Les exemples abordés ici dépeignent un scénario préoccupant en ce qui concerne l’orientation de la Banque. D’autant plus que la grande absente de ses programmes est l’agriculture paysanne. Celle-ci, mise en œuvre par des petits agriculteurs et agricultrices, pêcheurs et éleveurs pastoralistes produit et fournit près de 80 % de la nourriture consommée dans le continent. Ceci est possible grâce à la bonne gestion des semences, de l’eau et du sol, à des technologies adaptées à la transformation et à des circuits courts. Dans beaucoup de ces activités, les femmes jouent un rôle prépondérant. Chaque jour, ce modèle fait preuve non seulement de son rôle essentiel dans l’alimentation et la nutrition des familles, mais également de sa remarquable résilience climatique.[65]
Mais au lieu d’être protégés, l’agriculture paysanne et les systèmes alimentaires locaux qui en dépendent sont systématiquement acculés par les politiques et projets de la BAD en faveur de l’agrobusiness.
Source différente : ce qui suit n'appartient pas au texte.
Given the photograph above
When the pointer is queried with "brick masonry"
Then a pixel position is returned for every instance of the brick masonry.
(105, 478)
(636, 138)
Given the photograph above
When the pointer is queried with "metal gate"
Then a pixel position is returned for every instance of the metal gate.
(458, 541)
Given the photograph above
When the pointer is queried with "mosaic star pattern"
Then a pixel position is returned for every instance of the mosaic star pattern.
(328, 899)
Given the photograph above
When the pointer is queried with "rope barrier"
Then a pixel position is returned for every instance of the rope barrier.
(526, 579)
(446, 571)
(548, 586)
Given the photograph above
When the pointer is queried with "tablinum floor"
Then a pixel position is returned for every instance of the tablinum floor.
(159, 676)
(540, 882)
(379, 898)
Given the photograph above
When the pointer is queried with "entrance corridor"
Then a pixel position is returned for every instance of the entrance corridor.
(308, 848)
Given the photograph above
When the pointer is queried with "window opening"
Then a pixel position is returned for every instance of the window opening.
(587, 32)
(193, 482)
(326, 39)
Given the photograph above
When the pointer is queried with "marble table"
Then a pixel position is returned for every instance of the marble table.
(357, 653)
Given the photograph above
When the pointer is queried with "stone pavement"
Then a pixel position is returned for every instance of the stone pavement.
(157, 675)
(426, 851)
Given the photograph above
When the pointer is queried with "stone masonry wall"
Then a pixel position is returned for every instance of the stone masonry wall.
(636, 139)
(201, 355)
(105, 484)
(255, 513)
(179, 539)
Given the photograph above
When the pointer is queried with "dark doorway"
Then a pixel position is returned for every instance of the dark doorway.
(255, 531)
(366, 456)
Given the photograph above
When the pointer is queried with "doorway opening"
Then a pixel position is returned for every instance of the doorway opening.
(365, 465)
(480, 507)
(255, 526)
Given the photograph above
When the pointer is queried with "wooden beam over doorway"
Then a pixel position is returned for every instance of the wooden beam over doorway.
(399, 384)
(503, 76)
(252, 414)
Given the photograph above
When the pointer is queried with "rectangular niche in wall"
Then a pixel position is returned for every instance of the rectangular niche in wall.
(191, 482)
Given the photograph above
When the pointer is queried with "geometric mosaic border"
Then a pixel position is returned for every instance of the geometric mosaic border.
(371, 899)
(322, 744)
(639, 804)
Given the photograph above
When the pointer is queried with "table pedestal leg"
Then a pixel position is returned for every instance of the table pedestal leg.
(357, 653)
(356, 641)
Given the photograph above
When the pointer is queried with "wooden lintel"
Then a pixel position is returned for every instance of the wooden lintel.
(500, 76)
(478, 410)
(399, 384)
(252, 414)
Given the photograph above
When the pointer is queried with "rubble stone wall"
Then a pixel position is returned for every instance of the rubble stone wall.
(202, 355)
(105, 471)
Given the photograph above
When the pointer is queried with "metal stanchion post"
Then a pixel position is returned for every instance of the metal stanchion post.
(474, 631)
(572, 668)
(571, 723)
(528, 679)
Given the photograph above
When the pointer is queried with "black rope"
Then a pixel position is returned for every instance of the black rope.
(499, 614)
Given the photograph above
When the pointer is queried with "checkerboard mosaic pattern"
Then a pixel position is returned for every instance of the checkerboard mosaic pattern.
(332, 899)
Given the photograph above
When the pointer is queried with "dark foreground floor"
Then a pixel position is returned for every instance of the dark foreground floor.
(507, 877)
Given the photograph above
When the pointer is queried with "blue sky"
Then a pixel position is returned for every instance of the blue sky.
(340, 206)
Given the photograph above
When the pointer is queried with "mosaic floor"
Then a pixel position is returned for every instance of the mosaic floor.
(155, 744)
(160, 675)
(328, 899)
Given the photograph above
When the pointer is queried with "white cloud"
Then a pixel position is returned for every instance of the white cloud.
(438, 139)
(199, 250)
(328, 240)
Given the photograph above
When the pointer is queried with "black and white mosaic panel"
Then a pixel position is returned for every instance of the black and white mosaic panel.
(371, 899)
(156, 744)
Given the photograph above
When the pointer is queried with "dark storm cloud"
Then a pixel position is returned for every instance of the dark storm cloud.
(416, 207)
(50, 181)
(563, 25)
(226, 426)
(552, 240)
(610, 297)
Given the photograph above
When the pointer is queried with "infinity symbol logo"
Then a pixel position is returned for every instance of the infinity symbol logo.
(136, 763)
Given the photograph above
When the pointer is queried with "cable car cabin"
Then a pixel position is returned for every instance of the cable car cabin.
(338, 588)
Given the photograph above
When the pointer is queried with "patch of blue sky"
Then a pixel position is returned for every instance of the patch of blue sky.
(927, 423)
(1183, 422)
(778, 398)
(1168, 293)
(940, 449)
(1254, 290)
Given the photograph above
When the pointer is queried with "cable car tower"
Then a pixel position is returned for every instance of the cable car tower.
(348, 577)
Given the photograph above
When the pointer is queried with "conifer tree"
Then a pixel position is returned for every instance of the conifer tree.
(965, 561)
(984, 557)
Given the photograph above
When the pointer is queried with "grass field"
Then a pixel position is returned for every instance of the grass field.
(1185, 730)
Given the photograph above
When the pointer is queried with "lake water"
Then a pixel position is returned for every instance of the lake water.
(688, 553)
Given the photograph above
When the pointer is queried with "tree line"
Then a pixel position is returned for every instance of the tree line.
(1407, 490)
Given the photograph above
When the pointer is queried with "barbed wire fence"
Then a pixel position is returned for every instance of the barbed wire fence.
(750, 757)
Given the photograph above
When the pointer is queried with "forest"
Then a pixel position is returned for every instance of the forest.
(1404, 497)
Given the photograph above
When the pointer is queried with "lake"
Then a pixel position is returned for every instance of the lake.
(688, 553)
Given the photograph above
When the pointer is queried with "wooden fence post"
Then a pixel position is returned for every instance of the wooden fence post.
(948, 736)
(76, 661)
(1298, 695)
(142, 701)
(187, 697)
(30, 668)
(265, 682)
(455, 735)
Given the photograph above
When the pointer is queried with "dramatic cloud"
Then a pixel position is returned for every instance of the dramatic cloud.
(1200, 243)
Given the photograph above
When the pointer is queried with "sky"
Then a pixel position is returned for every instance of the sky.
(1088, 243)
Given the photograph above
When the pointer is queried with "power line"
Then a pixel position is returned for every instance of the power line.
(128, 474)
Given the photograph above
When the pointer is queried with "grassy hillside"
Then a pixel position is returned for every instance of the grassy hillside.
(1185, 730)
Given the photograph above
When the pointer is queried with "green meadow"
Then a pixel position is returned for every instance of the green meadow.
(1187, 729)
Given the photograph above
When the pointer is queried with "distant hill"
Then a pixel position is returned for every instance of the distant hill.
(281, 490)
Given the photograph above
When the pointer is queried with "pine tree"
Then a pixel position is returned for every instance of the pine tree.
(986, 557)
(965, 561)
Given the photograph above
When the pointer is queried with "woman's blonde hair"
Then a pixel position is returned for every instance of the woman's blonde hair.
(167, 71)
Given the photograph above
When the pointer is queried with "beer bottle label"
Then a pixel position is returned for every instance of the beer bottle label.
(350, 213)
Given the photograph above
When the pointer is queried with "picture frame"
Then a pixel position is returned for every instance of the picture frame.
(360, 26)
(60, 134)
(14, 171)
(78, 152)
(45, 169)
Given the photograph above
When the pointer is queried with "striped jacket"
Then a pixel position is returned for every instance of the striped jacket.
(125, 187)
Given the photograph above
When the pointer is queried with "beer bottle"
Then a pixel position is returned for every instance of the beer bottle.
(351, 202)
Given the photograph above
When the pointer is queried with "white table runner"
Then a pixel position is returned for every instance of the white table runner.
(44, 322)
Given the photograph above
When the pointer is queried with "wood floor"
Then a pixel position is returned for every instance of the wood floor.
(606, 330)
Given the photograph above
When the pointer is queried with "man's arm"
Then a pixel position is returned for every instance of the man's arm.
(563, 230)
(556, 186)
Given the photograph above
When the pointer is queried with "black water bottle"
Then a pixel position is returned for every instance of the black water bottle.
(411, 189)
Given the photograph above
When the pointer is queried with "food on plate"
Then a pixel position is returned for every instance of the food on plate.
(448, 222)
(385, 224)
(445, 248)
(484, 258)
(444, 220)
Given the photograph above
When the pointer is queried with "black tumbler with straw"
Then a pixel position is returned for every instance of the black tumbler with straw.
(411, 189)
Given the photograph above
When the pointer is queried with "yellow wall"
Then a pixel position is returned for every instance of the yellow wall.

Cette mauvaise orientation profonde et structurelle ne se résoudra pas avec une plus grande participation de la société civile aux réunions de la Banque. Cette dernière doit opérer un changement radical dans son approche et dans la gestion des fonds publics, afin de répondre de façon responsable et efficace aux crises alimentaire et climatique en Afrique.[66]